An additional $4.5 billion in funding has been secured for the Catholic and independent school sector resulting from changes to how private schools are funded.
The Government is moving from a funding model reliant on census data to one that uses parental tax to calculate the average wealth of a school.
The funding boost, unveiled by Prime Minister Scott Morrison, is a significant victory for the Catholic schools sector which was in revolt following funding alterations in last year’s Gonski legislation.
Mr Morrison said that this would give students the chance to get the “best results from school” and meant that “choice remains affordable” for parents.
He added that it would mean “certainty of funding” for teachers to allow them to “get on with the job”.

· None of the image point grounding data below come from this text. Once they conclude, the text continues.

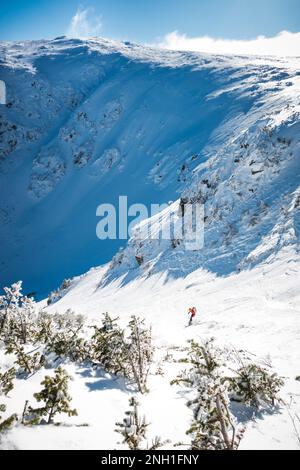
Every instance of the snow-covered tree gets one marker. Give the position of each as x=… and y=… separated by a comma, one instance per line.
x=6, y=381
x=139, y=353
x=213, y=426
x=255, y=385
x=6, y=385
x=61, y=335
x=56, y=399
x=28, y=362
x=134, y=429
x=108, y=346
x=6, y=423
x=17, y=314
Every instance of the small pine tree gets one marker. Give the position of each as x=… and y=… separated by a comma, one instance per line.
x=27, y=362
x=7, y=423
x=55, y=397
x=134, y=429
x=44, y=328
x=255, y=385
x=213, y=426
x=17, y=314
x=6, y=381
x=107, y=346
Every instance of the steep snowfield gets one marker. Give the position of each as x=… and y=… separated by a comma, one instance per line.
x=96, y=119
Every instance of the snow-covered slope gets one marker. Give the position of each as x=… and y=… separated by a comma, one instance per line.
x=87, y=121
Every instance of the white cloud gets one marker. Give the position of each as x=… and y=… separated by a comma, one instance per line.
x=84, y=24
x=283, y=44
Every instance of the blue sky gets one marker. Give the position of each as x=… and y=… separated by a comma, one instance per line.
x=148, y=21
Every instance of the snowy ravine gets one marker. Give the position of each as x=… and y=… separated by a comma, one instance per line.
x=87, y=121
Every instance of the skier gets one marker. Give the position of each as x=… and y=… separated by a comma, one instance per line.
x=192, y=313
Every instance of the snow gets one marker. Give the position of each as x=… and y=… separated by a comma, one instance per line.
x=157, y=123
x=96, y=119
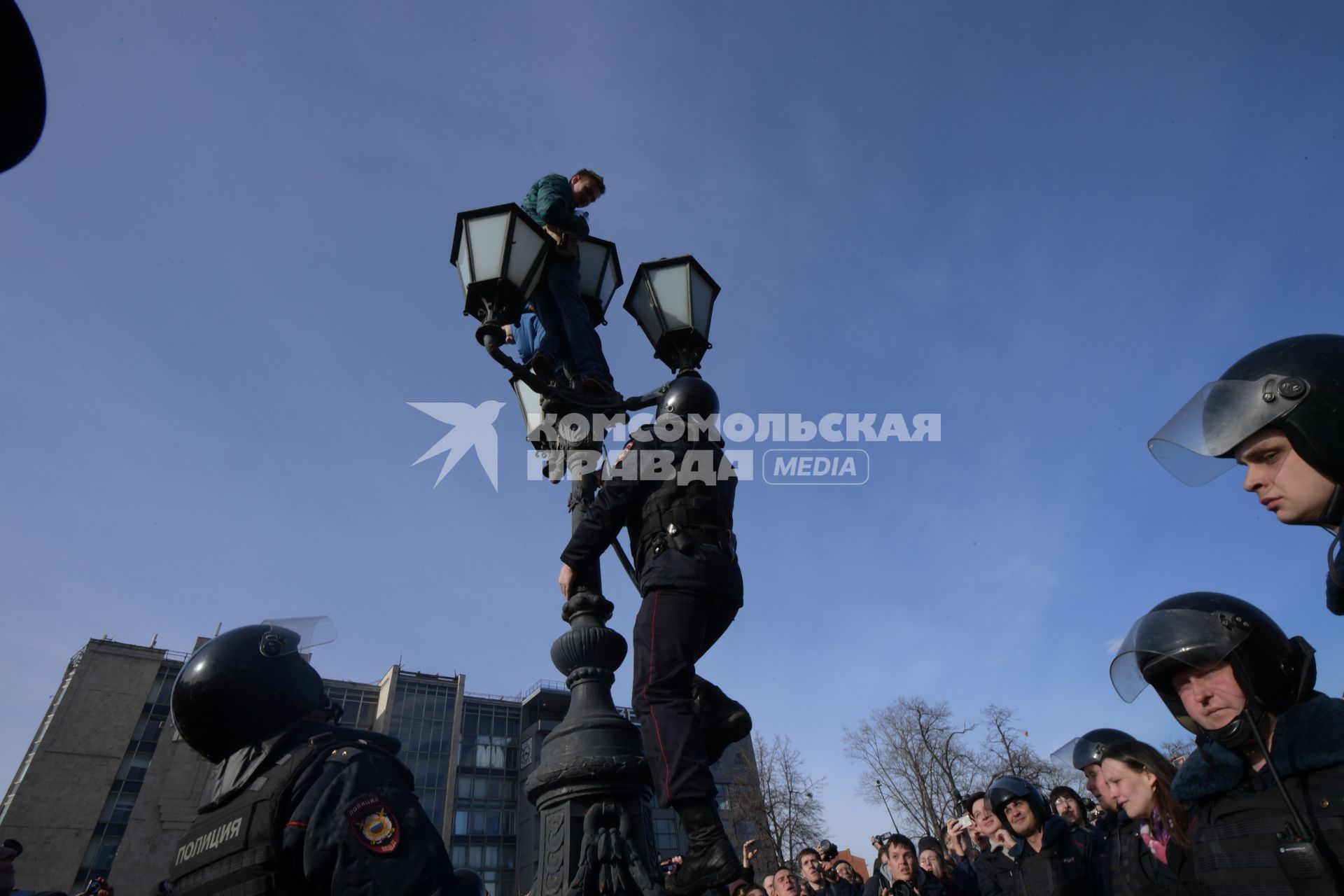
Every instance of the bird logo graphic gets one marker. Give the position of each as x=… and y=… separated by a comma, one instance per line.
x=473, y=428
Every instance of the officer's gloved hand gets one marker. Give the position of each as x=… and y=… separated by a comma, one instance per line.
x=468, y=883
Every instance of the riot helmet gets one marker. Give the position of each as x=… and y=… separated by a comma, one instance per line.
x=687, y=396
x=1091, y=748
x=1294, y=384
x=1200, y=630
x=245, y=685
x=1007, y=789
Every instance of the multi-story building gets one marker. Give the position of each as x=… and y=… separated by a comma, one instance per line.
x=106, y=788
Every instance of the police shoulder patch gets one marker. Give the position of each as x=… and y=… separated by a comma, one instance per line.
x=374, y=825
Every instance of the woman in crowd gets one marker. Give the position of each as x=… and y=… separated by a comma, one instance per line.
x=1154, y=828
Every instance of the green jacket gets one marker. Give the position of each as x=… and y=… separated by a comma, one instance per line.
x=552, y=202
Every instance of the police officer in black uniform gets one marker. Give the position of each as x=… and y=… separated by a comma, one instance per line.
x=296, y=805
x=1085, y=754
x=1280, y=412
x=672, y=488
x=1049, y=860
x=1266, y=783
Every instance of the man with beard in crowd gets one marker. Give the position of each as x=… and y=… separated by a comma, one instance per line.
x=995, y=871
x=1085, y=754
x=906, y=878
x=1049, y=862
x=1276, y=413
x=815, y=880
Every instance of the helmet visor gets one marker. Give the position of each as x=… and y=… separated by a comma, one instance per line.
x=1065, y=755
x=1195, y=447
x=312, y=630
x=1191, y=637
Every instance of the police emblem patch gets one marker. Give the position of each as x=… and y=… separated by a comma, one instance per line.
x=374, y=825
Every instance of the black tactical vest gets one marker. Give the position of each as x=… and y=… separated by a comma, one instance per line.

The changes mean that Catholic schools will be able to keep fees down. This will also include in suburbs that are wealthier on average.
CSNSW (Catholic Schools NSW) said that these new changes to the funding model would ensure that Australian families still had an affordable, independent schooling option.
Education Minister Dan Tehan echoed the general sentiment that the changes would create “affordable choice for parents”.
The new funding also has transition arrangements designed to give Catholic schools that are overfunded more time to switch to a lower level of funding as part of a 10-year timeframe.
Tanya Plibersek, Labor’s education spokesperson, asked the Prime Minister Scott Morrison why he had “turned his back” on the public school system, having given a special funding boost the Catholic and independent sector. She said that the Government was telling Australians who opted for public schooling “we don’t care about your kid”.